OHAL'in uzatılmasına ilişkin de değerlendirmelerde bulunan Başbakan Yardımcısı Kurtulmuş, şu ifadeleri kullandı:
"Bu OHAL bir fantezi, laf olsun diye ortaya konulmuş bir mesele değildir. OHAL, 15 Temmuz akşamı başta bu Gazi Meclisin çatısı altında olmak üzere; ülke, millet, demokrasi düşmanı hain çetelerin demokrasiye vermiş olduğu büyük tahribatın ortadan kaldırılması için ortaya konulmuş bir iradedir. Meclisin iradesidir. Bu darbe teşebbüsünün bütün sonuçlarının ortadan kaldırılması ve darbe teşebbüsünde bulunan FETÖ'cü eşkıya çetesinin Türkiye Cumhuriyeti Devleti üzerinde yaptığı tahribatların bütünüyle ortadan kaldırılması için bir müddet daha olağanüstü halin sürdürülmesinde yarar görülmüş, MGK'nın tavsiye kararı üzerine de TBMM'ye arz edilmiştir."
Numan Kurtulmuş, 15 Temmuz gecesinde Türkiye'nin uçurumun kenarından döndüğünün altını çizerek, demokrasinin bütünüyle rafa kaldırılma tehlikesinin Cumhurbaşkanı Recep Tayyip Erdoğan'ın cesaretle ortaya çıkışı ve her görüşten vatandaşların direnci ile önlendiğini, tarihin altın sayfalarına bu şekilde yazıldığını anlattı.

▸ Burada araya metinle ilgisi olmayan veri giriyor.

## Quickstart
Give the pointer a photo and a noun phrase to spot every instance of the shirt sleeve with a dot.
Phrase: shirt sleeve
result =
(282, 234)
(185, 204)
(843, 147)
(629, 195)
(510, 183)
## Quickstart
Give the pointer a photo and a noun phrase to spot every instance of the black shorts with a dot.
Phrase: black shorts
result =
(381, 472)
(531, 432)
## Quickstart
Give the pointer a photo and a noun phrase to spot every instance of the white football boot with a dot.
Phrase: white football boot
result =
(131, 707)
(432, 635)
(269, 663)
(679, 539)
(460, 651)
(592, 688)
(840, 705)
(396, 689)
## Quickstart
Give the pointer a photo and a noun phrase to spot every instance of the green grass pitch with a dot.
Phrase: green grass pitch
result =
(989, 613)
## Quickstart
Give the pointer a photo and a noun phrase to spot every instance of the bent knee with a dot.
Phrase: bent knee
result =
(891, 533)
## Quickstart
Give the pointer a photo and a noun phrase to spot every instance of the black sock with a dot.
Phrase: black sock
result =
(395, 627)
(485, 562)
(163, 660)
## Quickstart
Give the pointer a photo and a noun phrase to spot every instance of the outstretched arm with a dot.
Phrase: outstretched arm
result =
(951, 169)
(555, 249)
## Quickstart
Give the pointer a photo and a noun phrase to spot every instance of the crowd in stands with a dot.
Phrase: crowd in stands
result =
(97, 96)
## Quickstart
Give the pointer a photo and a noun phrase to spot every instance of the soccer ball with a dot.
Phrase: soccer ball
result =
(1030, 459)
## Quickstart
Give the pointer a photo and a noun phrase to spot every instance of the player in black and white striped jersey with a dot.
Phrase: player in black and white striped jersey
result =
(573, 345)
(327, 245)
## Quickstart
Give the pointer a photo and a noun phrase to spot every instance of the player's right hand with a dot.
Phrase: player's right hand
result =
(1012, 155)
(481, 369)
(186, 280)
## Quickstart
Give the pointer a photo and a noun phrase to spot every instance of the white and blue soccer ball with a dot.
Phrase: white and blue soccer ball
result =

O süreçten bu güne FETÖ'cü eşkıya çetelerinin devletin içinden arındırılması için her türlü çabanın ortaya konulduğunu dile getiren Kurtulmuş, şunları kaydetti:
"21 Temmuz 2016'da OHAL'in ilanıyla birlikte FETÖ, PKK-PYD ve DEAŞ'a karşı çok etkili devam etmekte olan mücadelemiz bugün de bütün hızıyla sürmektedir. OHAL'in uygulandığı bu süre içinde olağanüstü halin muhatabı vatandaşlarımız değil, devletin içersine sızmış FETÖ'cü çeteler, devlete zarar vermek, milletin istiklalini ortadan kaldırmak isteyen terör örgütleridir. Bu bağlamda OHAL uygulanmış olmasına rağmen vatandaşlarımız günlük yaşamlarında etkilenmeden normal hayatlarına devam etmiş ve terör örgütlerine karşı verilen bu mücadelenin daha etkin sürdürülmesi için temennilerini sürekli dile getirmişlerdir. OHAL dolayısıyla normal, sıradan, millete ve devlete bağlı olan vatandaşlarımızın hiçbir şekilde günlük hayatları kısıtlanmamış, özgürlüklerini kısıtlayıcı hiçbir tedbire, hiçbir araca müsade edilmemiş, bunlara hiçbir şekilde müracaat edilmemiştir."